File.

There’s been plenty of talk in this newspaper and around campus lately about the media circus that is the GOP (Republican) campaign.

Jolson Lim penned an excellent reflection on Canadians’ obsession with Donald Trump in The Charlatan last week, while students from the deepest depths of Loeb to the top floor of the MacOdrum Library are jokingly telling each other to “Make America Great Again.”

At its core, the media frenzy and political movement that seems to have only picked up steam since beginning as a joke sometime last year is just that: a joke.

Donald Trump will not become president, just as Stephen Harper’s campaign was irreparably doomed last fall when he tripped and then choked himself by implementing a campaign of fear and hatred. Of course, Trump is running in America—the land of excess, where everything is done 10 times louder, larger, and more abrasively than necessary—and thus is running on a fear-hatred (let’s call it fatred, since he is a little husky and often red-faced) campaign infinitely more offensive than Harper’s.

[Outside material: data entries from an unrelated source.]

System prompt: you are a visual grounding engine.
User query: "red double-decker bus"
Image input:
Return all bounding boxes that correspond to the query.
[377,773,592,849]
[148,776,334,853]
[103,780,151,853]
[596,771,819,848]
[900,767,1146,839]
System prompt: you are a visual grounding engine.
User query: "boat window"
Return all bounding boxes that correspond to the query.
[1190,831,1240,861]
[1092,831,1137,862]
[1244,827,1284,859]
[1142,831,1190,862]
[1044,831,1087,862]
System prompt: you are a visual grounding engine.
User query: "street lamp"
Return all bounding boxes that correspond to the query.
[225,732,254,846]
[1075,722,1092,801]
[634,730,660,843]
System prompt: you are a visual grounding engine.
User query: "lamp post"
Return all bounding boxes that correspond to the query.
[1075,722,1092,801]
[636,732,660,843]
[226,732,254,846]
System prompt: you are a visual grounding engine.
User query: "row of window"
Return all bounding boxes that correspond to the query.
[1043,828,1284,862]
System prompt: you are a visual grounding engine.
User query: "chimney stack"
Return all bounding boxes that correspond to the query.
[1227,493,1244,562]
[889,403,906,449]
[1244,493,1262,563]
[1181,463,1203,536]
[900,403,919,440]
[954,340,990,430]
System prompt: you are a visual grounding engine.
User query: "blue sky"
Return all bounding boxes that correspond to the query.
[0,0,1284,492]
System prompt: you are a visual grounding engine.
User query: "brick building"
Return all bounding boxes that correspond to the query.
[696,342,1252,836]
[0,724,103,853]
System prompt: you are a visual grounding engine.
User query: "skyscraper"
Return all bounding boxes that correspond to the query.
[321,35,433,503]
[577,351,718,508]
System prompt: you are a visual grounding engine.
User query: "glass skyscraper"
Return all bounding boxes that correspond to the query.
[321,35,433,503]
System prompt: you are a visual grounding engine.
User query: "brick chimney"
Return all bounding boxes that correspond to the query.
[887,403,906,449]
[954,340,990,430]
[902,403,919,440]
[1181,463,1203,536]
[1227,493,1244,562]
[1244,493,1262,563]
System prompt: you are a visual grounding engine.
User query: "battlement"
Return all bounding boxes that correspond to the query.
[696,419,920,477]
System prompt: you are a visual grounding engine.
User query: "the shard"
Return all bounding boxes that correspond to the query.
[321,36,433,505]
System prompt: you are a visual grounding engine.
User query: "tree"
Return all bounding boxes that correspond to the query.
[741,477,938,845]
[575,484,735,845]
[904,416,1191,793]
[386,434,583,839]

But the political mistake is the same. By campaigning on messages of fatred during times of relative good fortune in their respective countries, both Trump and Harper alienated themselves from many fence-voters and even some of those within their own party.

It is unfortunate that the Republican Party, which has a number of experienced politicians who would put up a sterling opposition against Hillary Clinton, is self-immolating itself on “eau de Trump.” Jeb Bush, infinitely better-qualified than both Trump and his brother George W. in 2000, has already been claimed as a casualty of the Trump train. The lone candidate still preaching positivity, John Kasich, is lagging well behind in polls and not far from dropping out. As long as Ted Cruz and Marco Rubio continue to split the non-radical Republican vote, Trump’s path to the GOP nomination is clear.

Yet as Trump will soon learn, messages of hatred and fear just do not work in Western democracy. It didn’t work for Harper last fall in the Canadian federal election, it hasn’t worked for a variety of European leaders—incumbents and challengers alike—and it won’t work for Trump later this year.

Despite its longstanding socioeconomic problems, 21st-century America is no post-Versailles Germany, and no message of hatred will elect the next leader of the free world.